The trouble is that you've defined your subset type family by induction on the structure of the contained list, but you're passing in a totally polymorphic (unknown) list whose structure is a mystery to GHC. You might think that GHC would be able to use induction anyway, but you'd be wrong. In particular, just as every type has undefined values, so every kind has "stuck" types. A notable example, which GHC uses internally and exports through (IIRC) GHC.Exts:

{-# LANGUAGE TypeFamilies, PolyKinds #-}

type family Any :: k

The Any type family is in every kind. So you could have a type-level list Int ': Char ': Any, where Any is used at kind [*]. But there's no way to deconstruct the Any into ': or []; it doesn't have any such sensible form. Since type families like Any exist, GHC cannot safely use induction on types the way you wish.

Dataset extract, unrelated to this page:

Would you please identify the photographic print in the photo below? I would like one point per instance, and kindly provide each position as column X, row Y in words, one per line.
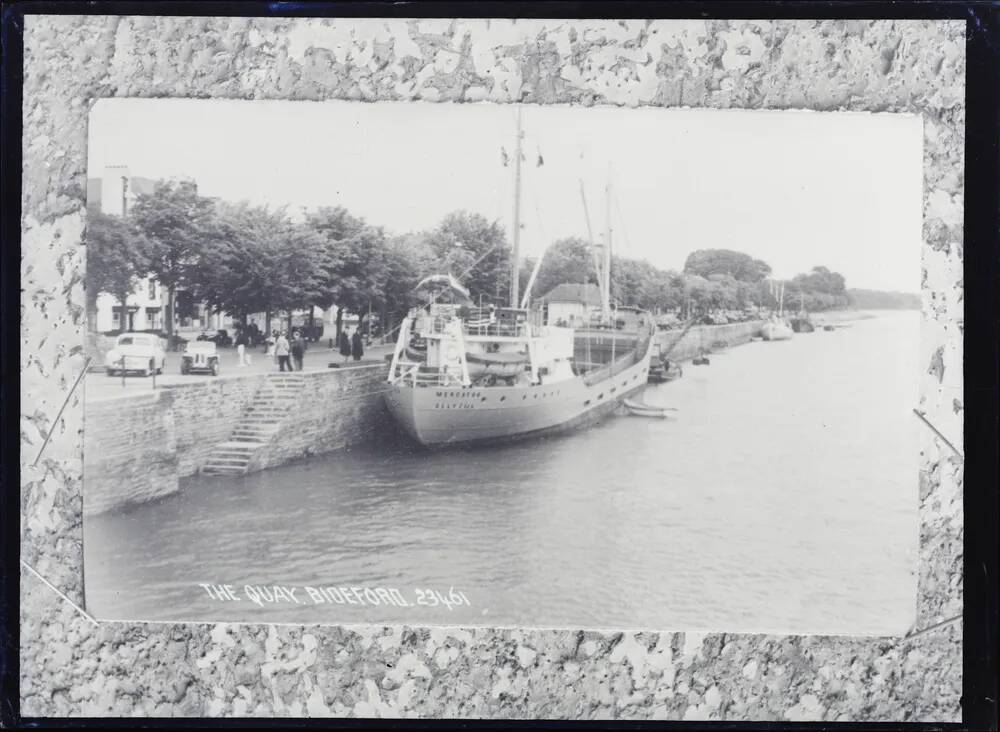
column 503, row 365
column 493, row 368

If you want induction to work properly over type lists, you really need to use singletons or similar as Benjamin Hodgson suggests. Rather than passing just the type-level list, you need to pass also a GADT giving evidence that the type-level list is constructed properly. Recursively destructing the GADT performs induction over the type-level list.

The same sorts of limitations hold for type-level natural numbers.

data Nat = Z | S Nat
type family (x :: Nat) :+ (y :: Nat) :: Nat where
   'Z :+ y = y
   ('S x) :+ y = 'S (x :+ y)

data Natty (n :: Nat) where
  Zy :: Natty 'Z
  Sy :: Natty n -> Natty ('S n)

You might wish to prove

associative :: p1 x -> p2 y -> p3 z -> ((x :+ y) :+ z) :~: (x :+ (y :+ z))

but you can't, because this requires induction on x and y. You can, however, prove

associative :: Natty x -> Natty y -> p3 z -> ((x :+ y) :+ z) :~: (x :+ (y :+ z))

with no trouble.

Answer 2

There seems to be an obsession with Boolean type families that's endemic to the Haskell community. Don't use them! You're making more work for yourself than necessary when it comes to using the result of such a test.

Subset-ness is a proposition that may be proved with information-rich evidence. Here's one simple way of designing such evidence. First, the type of proofs that an element can be found in a list:

data Elem xs x where
    Here :: Elem (x ': xs) x
    There :: Elem xs x -> Elem (y ': xs) x

Elem is structured like a natural number (compare There (There Here) with S (S Z)) but with more types. To prove that an element is in a list you give its index.

data All f xs where
    Nil :: All f '[]
    Cons :: f x -> All f xs -> All f (x ': xs)

All is a proof that a given predicate applies to every element of a list. It's structured as a list of proofs of f.

Now the type of proofs that a list is a subset of another list is easy to write down using these bits of machinery.

type IsSubset xs ys = All (Elem ys) xs

IsSubset is represented as a list of proofs that each element of xs can be found in ys.

You can automate proof search for IsSubset values by hacking the type class system, but that's another post.